Les associations qui s’efforcent d’accompagner les femmes enceintes en difficulté et divers sondages témoignent au contraire que cette prétendue liberté de choix est illusoire puisqu’en réalité, la grande majorité des femmes qui recourent à l’avortement ne s’y résignent qu’en raison des difficultés économiques et financières auxquelles elles sont confrontées, ou des pressions plus ou moins contraignantes qu’elles subissent souvent, y compris de la part de leur entourage immédiat (conjoint, employeur, etc.), sans qu’aucune alternative ne leur soit proposée, et sans qu’aucune politique de prévention de l’avortement ne soit hélas envisagée. Nicolas Tardy-Joubert, président de la « Marche pour la Vie », a bien raison de souligner qu’en France, la seule liberté de la femme aujourd’hui menacée est celle de pouvoir garder son enfant…
Quelles conséquences ?
Le principal objectif des inspirateurs et des promoteurs de ce projet de loi est manifestement d’imposer à l’ensemble de la société leur conception des choses, à savoir que l’avortement est nécessairement un progrès, qu’il convient de rendre « irréversible » et absolument indiscutable, comme s’ils redoutaient, au fond d’eux-mêmes, qu’une partie de l’opinion ne finisse un jour par se souvenir ou par réaliser qu’un avortement est un « crime abominable » (cf. Gaudium et spes n° 51) qui consiste en l’élimination pure et simple d’un petit être humain et qui laisse par ailleurs la plupart des femmes dans un profond désarroi.
Clause de conscience
Il est donc impossible que cette constitutionnalisation, qui ferait en quelque sorte de l’avortement une valeur suprême de la République, ne débouche, à plus ou moins brève échéance, sur la remise en cause de la clause de conscience des médecins et infirmiers qui refusent de pratiquer des IVG. Il est également inévitable qu’elle ne finisse par menacer la liberté d’expression des personnes et des associations qui combattent l’avortement ou sa banalisation actuelle. Or, « cette défense de la vie à naître est intimement liée à la défense de tous les droits humains. Elle suppose la conviction qu’un être humain est toujours sacré (…) dans n’importe quelle situation et en toute phase de son développement. (…). Si cette conviction disparaît, il ne reste plus de fondements solides et permanents pour la défense des droits humains, qui seraient toujours sujets aux convenances contingentes des puissants du moment » (Pape François in La Joie de l’Evangile, n° 213).

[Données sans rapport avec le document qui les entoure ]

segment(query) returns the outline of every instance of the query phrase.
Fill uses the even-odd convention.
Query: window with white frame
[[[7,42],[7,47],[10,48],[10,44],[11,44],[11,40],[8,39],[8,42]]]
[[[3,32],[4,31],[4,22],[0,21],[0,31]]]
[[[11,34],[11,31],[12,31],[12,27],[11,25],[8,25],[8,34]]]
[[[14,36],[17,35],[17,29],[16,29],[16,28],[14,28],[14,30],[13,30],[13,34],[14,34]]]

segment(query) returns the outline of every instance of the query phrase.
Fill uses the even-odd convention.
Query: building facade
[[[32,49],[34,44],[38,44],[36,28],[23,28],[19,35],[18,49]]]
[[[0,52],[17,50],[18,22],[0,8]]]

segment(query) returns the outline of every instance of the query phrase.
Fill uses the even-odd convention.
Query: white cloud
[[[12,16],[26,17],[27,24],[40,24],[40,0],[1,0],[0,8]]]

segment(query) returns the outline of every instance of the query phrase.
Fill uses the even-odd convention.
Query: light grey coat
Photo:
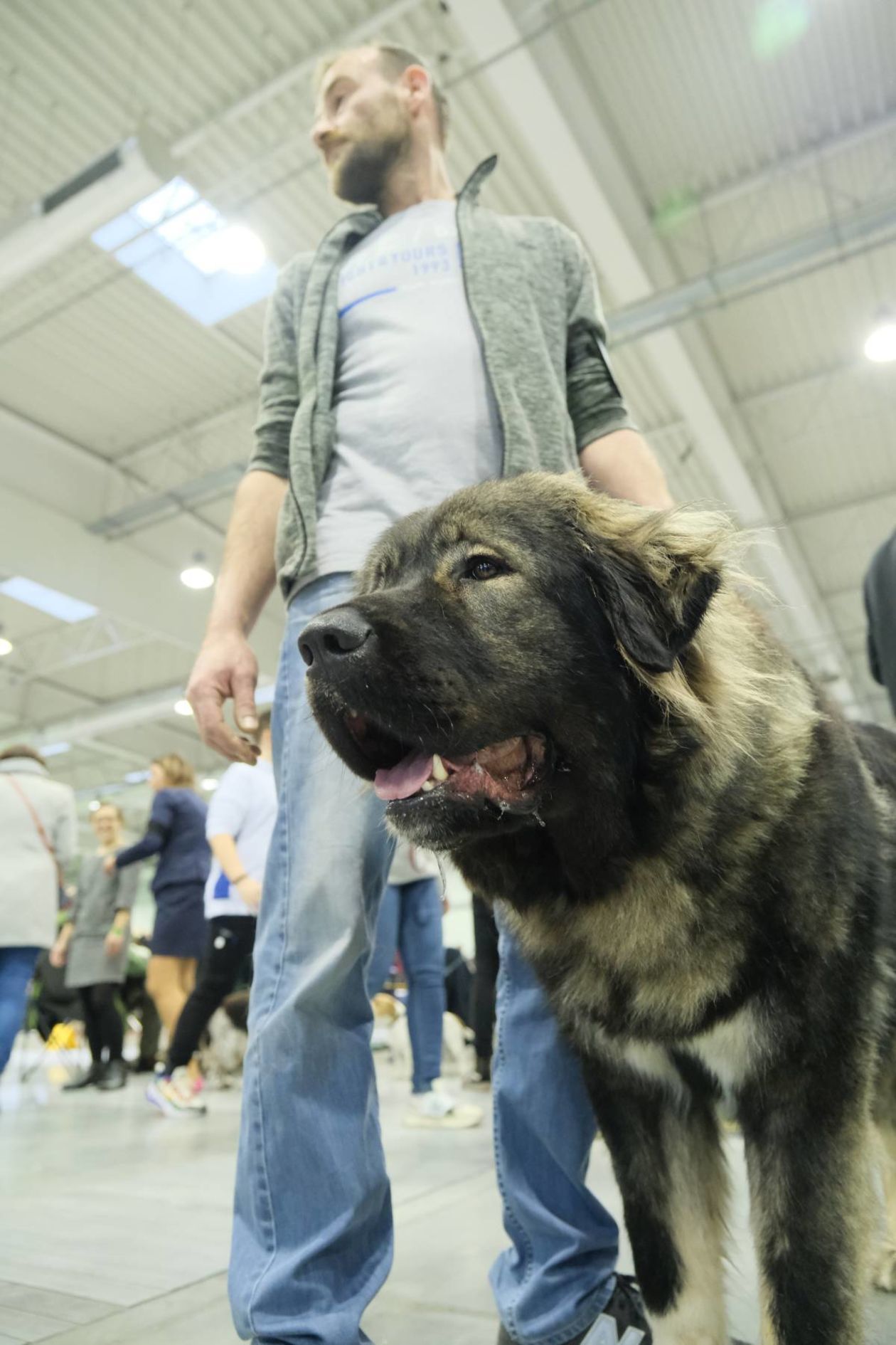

Olivier Drapé (Académie diocésaine pour la Vie)
Une mobilisation de tous pour soutenir l’accueil de la vie
Le commandement biblique « Tu ne tueras pas » inscrit dans toutes les consciences, au-delà de celles des seuls croyants, signifie que tout être humain est confié à la sollicitude de tous les autres. Nous ne devons pas affaiblir la force d’un tel repère. Ces enfants à naître, nous en sommes d’une certaine façon tous responsables. Ainsi, le vrai progrès réside dans la mobilisation de tous, croyants et non-croyants, pour que l’accueil de la vie soit davantage aidé et soutenu. La vraie urgence est d’aider au moins les couples ou les femmes qui, aujourd’hui, n’ont pas réellement le choix et estiment ne pouvoir garder leur enfant en raison des contraintes sociales, économiques, familiales qui pèsent sur eux ou sur elles, et trop souvent sur les femmes seules.
Extrait de la déclaration des évêques de France, réunis à Lourdes en Assemblée plénière, le 7 novembre 2023.